Deep Active Inference: Issues with NaN predictions

Hello there.

I am attempting to create an “Active Inference” agent by means of several neural network models. Active Inference is a similar paradigm to Reinforcement Learning, so I thought it best to post here.

There is a very large amount of context that might be relevant to my queries, but I will be as terse as possible here. I am more than happy to elaborate on anything, please do ask about anything at all.

In essence, I want to blend the use of deep active inference and heuristic tree search for planning. As an intermediate step toward this end, I simply want to blend the approaches found in these two papers: https://www.frontiersin.org/articles/10.3389/fncom.2020.574372/full and [2009.03622] Deep Active Inference for Partially Observable MDPs.

I am using the CartPole-v1 environment: Cart Pole - Gymnasium Documentation Hence the action space has carnality 2 and the state space is 4-dimensional. My code is a heavily modified version of that found in the repo from the second of the above papers.

The first paper uses various Gaussian neural networks to approximate the agent’s generative model. These networks can then be trained on a free energy loss function, thus instantiating variational inference of the kind used in the “Active Inference” paradigm. The second paper finesses the issue of evaluating future actions via a bootstrapped estimate of the Expected Free Energy. This allows the agent to “plan” without explicitly maintaining a search tree over counterfactual trajectories.

I am encountering a very simple error in the forward operation of one of my neural networks. I don’t think the error has anything to do with the theory of Active Inference per se, so it should be amenable to anyone with sufficient knowledge of PyTorch - it seems that this is not me.

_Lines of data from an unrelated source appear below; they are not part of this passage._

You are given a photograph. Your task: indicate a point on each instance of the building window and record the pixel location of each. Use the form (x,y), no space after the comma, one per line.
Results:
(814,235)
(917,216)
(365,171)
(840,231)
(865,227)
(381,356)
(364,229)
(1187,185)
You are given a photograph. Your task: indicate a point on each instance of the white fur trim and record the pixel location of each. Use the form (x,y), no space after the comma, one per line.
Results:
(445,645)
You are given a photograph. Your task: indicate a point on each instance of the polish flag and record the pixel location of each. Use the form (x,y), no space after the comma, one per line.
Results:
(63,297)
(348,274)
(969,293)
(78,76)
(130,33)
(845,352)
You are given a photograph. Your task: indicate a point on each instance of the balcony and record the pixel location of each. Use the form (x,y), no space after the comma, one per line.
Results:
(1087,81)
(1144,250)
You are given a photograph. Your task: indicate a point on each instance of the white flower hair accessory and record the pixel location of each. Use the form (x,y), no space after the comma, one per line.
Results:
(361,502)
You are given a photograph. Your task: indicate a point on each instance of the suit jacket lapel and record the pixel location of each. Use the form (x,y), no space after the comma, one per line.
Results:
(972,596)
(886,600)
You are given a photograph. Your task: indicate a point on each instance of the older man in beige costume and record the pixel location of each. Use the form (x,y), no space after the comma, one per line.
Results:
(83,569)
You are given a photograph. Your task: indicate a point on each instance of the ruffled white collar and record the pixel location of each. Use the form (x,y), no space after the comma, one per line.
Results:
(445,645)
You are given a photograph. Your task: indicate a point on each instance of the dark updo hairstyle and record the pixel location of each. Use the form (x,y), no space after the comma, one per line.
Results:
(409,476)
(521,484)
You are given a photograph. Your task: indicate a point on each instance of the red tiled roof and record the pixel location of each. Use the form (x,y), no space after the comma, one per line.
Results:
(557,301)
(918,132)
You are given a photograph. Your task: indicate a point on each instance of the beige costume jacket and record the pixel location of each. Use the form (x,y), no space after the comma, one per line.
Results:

Basically, after some period of time, one of my networks starts to produce NaN outputs. Here is the exact output:

Traceback (most recent call last):
  File "/home/...ai_pomdp_agent_ACT_No_VAE.py", line 2025, in <module>
    agent.train_models()
  File "/home/...ai_pomdp_agent_ACT_No_VAE.py", line 1755, in train_models
    VFE, value_net_psi_loss, expected_log_ev = self.learn()
  File "/home/...ai_pomdp_agent_ACT_No_VAE.py", line 1481, in learn
    expected_log_ev = self.mc_expected_log_evidence(z_batch_t1)
  File "/home/...ai_pomdp_agent_ACT_No_VAE.py", line 1315, in mc_expected_log_evidence
    multivariate_normal_p = torch.distributions.MultivariateNormal(
  File "/home/...multivariate_normal.py", line 146, in __init__
    super(MultivariateNormal, self).__init__(batch_shape, event_shape, validate_args=validate_args)
  File "/home/...distribution.py", line 55, in __init__
    raise ValueError(
ValueError: Expected parameter loc (Tensor of shape (32, 4)) of distribution MultivariateNormal(loc: torch.Size([32, 4]), covariance_matrix: torch.Size([32, 4, 4])) to satisfy the constraint IndependentConstraint(Real(), 1), but found invalid values:
tensor([[nan, nan, nan, nan],
        [nan, nan, nan, nan],
        [nan, nan, nan, nan],
        [nan, nan, nan, nan],
        [nan, nan, nan, nan],
        [nan, nan, nan, nan],
        [nan, nan, nan, nan],
        [nan, nan, nan, nan],
        [nan, nan, nan, nan],
        [nan, nan, nan, nan],
        [nan, nan, nan, nan],
        [nan, nan, nan, nan],
        [nan, nan, nan, nan],
        [nan, nan, nan, nan],
        [nan, nan, nan, nan],
        [nan, nan, nan, nan],
        [nan, nan, nan, nan],
        [nan, nan, nan, nan],
        [nan, nan, nan, nan],
        [nan, nan, nan, nan],
        [nan, nan, nan, nan],
        [nan, nan, nan, nan],
        [nan, nan, nan, nan],
        [nan, nan, nan, nan],
        [nan, nan, nan, nan],
        [nan, nan, nan, nan],
        [nan, nan, nan, nan],
        [nan, nan, nan, nan],
        [nan, nan, nan, nan],
        [nan, nan, nan, nan],
        [nan, nan, nan, nan],
        [nan, nan, nan, nan]], grad_fn=<ExpandBackward0>)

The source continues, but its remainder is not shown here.